Early on in our dating relationship, Will and I had one of the best conversations we've ever had while on a walk with our dogs.  It shaped the way our relationship was built and how it has grown.  We talked about the good, solid relationship qualities where we as individuals were strong and where we were weak.  For me, I'm weak in the communication department.  (I know, shocking considering how much I like to talk!)  I am naturally a thinker.  When something happens that upsets me, I naturally go into thinking and processing mode.  I'm silent.  I process it and process it until I've processed it into something that it's not.  There's a brilliant idea. :) Can anyone else relate with me on this??  But...because I told Will a long time about my natural tendency to do this, he has become an expert at reading me and doesn't allow me to go there.  When I get silent, he is so good at asking me questions to get me to talk it through with him.  It's not always easy for me, but I can't even begin to tell you how much it has grown me as a person and us as a couple.  By talking through the situation, I learn the heart of my husband and I fall even more in love with him because of it. 


 Being a good communicator does get easier over time.  Below are a few practical tips that we have used.  Please note that I am not a counselor or anything remotely close to that.  I'm just a girl who loves marriage, loves my husband, and am passionate about doing everything in my power to be the best wife I can be to him.  And if the things I've learned on this marriage journey happen to help you too, then that's just awesome. :)

1. Be honest with yourself about your communication skills.  And not just how well you talk about the football game or your day at work.  When he says something that hurts your feelings, can you talk to him about it without a screaming fight?  (Because chances are, his intentions weren't to hurt your feelings, but he needs a chance to explain that to you before you jump to conclusions.)  These little, but serious, conversations are the ones that will prepare you for the big ones.  What if you have major financial trouble...or infertility issues...or major health trouble...or issues with your children?  It's incredibly hard for marriages to survive if you can't communicate through those intensely serious times.  Learning early on to communicate through the smaller, easier issues will make the bigger issues something you can handle together, not alone.

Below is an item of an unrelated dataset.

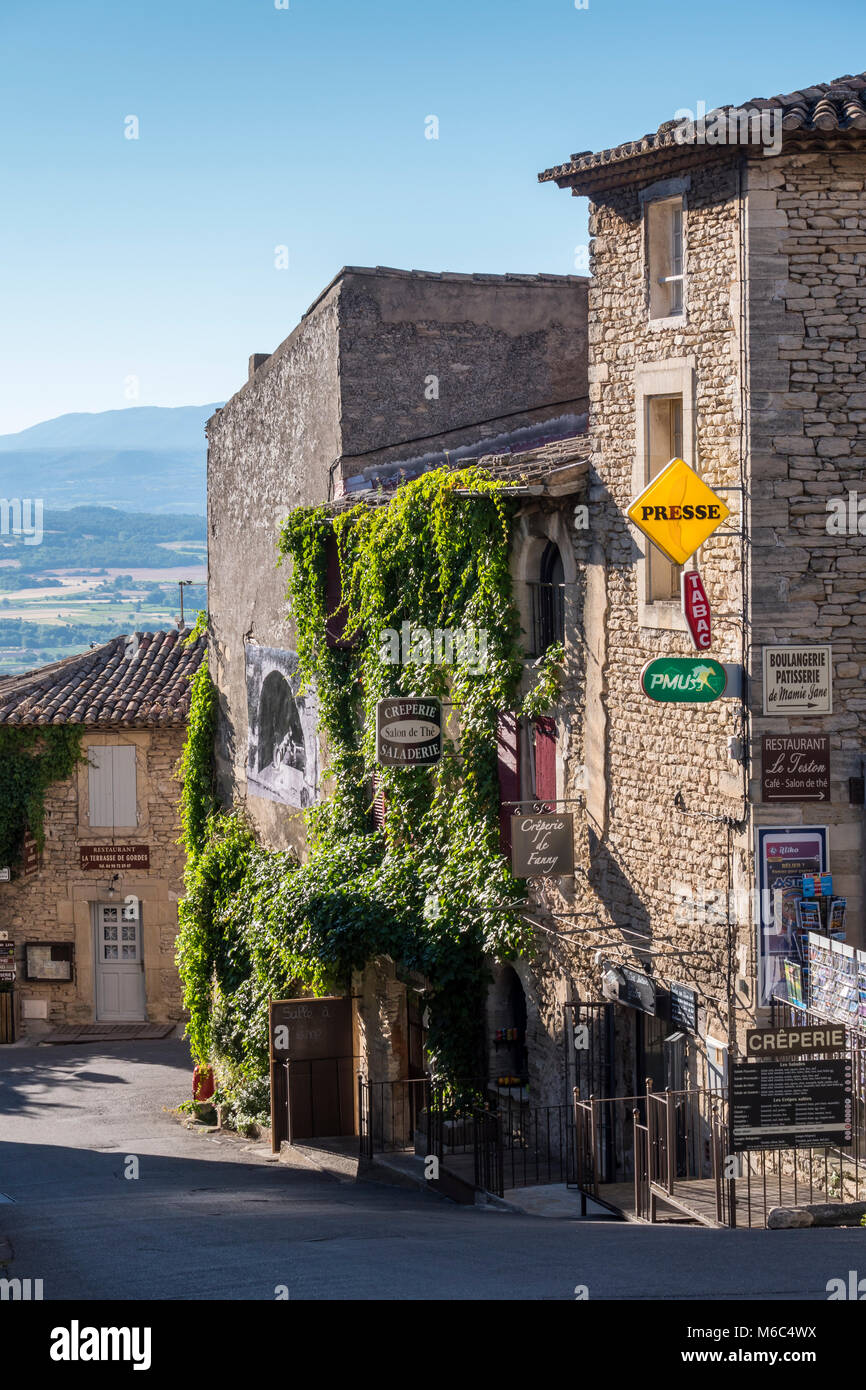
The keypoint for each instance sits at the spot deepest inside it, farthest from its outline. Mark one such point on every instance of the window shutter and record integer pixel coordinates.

2. Spend some time really looking at the people who modeled marriage and communication to you...your parents, grandparents, or another couple.  Chances are your normal tendencies will be similar to those.  If they were great role models, be super grateful!  If they weren't, then be honest with yourself about what your areas of weakness might be and what you might need to do to improve.

3. Don't jump to conclusions and assume the worst.  The greatest question I've learned to use is... "When you said xyz, I interpreted it as meaning abc.  Can you explain what you really meant?"  This is what I meant earlier when I said I learn the heart of my husband.  The answer that he gives when I ask this question makes me realize over and over that he NEVER intends to hurt my feelings with his words.  It's always my incorrect interpretation.  I have to ask the question a lot less these days because now that I know his heart, it's much easier for me to interpret his words as he truly means them.

4. Make it a priority to carve out time in your schedules for "us" time so that you can reconnect and just talk.  Life gets hectic and it's easy to just let the time pass, going through the routine.  I love date nights.  A lot.  There's just something about being reminded that you're the center of his world and he's the center of yours.  It's a really, really good thing. :)

Aren't you dying to know what he's whispering in her ear??? :)  I love this image.
I would love to hear your feedback on this post.  What things have helped your communication?

:) Will and Stacey

1 comments:

Project 139 Photography said...

Love this, Stacey! Thanks for sharing... such a simple thing, but we all need to be reminded ;-)! Love you, Friend!